If you have time left over in the session after “writing a song”, maybe you work on some phase 3, 4, and 5 work for that “best of best” song that you are currently preparing for release. Or maybe you write another song! Or you do BOTH. Phase 3, 4, and 5 work does not require long periods of creative focus. It can be done in short piecemeal stages where you listen, make a list of everything you hear that needs to be fixed/added/changed, and then set timers and work through that list. 20 minutes here, 40 minutes there. Work down your list one at a time and stop where you need to. All this phase 3, 4, and 5 work can be done piecemeal in bits and pieces across many days, because it’s technical, iterative work, not creative work.

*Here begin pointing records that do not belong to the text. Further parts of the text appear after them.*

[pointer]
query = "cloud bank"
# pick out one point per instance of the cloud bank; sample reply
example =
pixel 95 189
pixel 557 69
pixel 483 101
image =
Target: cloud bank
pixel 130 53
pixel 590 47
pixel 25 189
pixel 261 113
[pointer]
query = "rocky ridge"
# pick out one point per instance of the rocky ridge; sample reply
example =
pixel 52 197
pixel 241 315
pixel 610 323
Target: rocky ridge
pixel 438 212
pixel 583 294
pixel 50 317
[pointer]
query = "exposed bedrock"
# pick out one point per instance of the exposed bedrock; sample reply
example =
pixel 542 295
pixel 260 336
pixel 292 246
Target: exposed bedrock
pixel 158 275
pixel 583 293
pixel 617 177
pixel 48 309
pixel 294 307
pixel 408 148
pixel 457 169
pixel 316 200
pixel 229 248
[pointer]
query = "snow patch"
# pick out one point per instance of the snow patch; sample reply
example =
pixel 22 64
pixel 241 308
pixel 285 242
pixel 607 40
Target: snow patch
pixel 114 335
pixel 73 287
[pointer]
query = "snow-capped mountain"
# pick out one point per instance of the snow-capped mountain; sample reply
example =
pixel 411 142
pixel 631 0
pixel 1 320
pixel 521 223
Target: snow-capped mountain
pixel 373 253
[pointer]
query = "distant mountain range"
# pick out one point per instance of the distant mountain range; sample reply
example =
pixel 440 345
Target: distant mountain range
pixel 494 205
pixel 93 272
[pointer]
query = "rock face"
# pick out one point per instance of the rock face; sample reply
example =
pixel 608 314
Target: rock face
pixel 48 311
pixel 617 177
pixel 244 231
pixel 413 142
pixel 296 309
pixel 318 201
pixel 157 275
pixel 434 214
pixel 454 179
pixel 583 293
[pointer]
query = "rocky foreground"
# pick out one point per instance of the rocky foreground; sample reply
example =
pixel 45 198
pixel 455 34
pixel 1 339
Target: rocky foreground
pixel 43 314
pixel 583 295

Okay, so if you’ve stuck with me for this long, hopefully you have a better understanding of why “Speed ills”. And why being a perfectionist and having the mindset that you can and should sit on a song for months and slowly chip away at it is not a very strong approach. Ask yourself what happens when you try and try and spend months on a song and finally release it and… It’s just not that good. When in the same time, you could have cranked out literally dozens of songs and picked 4 really great “happy accidents” and put out a constant stream of single releases to keep your fans engaged and constantly watching for your next song to come out?